Fin du tandem au Sénégal : Bassirou Diomaye Faye se sépare d’Ousmane Sonko

L’alliance politique qui semblait inébranlable au Sénégal vient de voler en éclats. Le duo emblématique formé par Ousmane Sonko et Bassirou Diomaye Faye, arrivé au pouvoir avec de grands espoirs en 2024, a officiellement pris fin dans la nuit du 22 mai 2026. Ce qui était autrefois une collaboration fusionnelle entre un mentor et son protégé s’est transformé en une confrontation ouverte, marquant un tournant décisif dans l’actualité panafricaine.

C’est peu avant 22 heures, ce vendredi, que la nouvelle a retenti depuis le Palais de la République à Dakar. Par la voix d’Oumar Samba Ba, secrétaire général de la présidence, le pays a appris le limogeage immédiat du Premier ministre, Ousmane Sonko. Cette décision radicale entraîne, par extension, la chute de l’ensemble de l’équipe gouvernementale.

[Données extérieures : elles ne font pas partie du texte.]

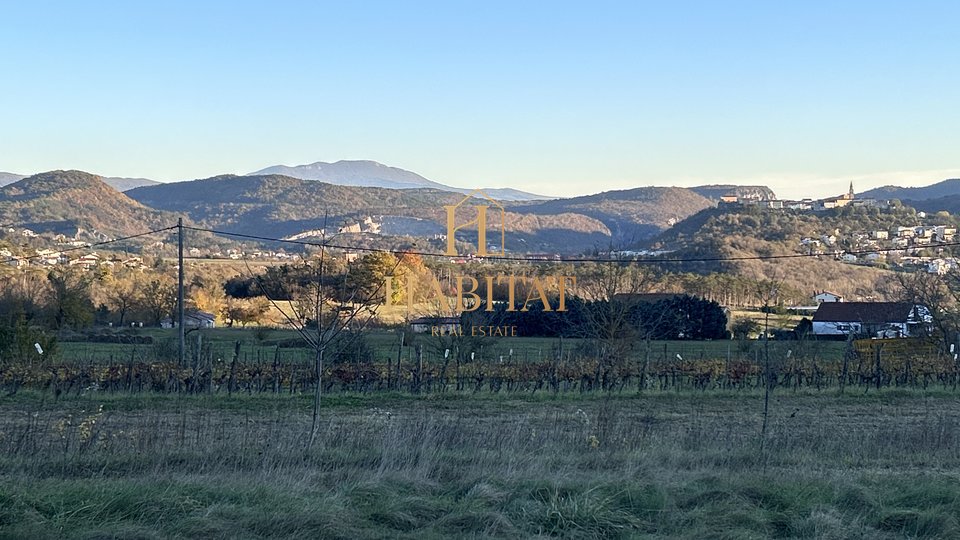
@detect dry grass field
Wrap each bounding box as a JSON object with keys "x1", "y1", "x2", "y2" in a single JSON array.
[{"x1": 0, "y1": 389, "x2": 960, "y2": 539}]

Le décret de la rupture au sommet de l’État

Le décret n°2026-1128, signé par le président Bassirou Diomaye Faye, met un terme définitif aux fonctions du chef du gouvernement ainsi qu’à celles des ministres et secrétaires d’État. Pour l’heure, les membres sortants de l’exécutif sont uniquement habilités à expédier les affaires courantes en attendant la nomination d’une nouvelle équipe. Cette annonce brutale a surpris le peuple africain et l’ensemble des observateurs de la région.

Réagissant presque instantanément à son éviction sur les réseaux sociaux, Ousmane Sonko a partagé son état d’esprit, affirmant qu’il passerait la nuit avec « le cœur léger ». Pourtant, les signes avant-coureurs de ce divorce étaient visibles. Quelques heures plus tôt, devant l’Assemblée nationale, il avait martelé son refus d’une obéissance aveugle, revendiquant une autonomie de pensée face aux directives présidentielles en déclarant ne pas être un chef de gouvernement qui acquiesce à tout.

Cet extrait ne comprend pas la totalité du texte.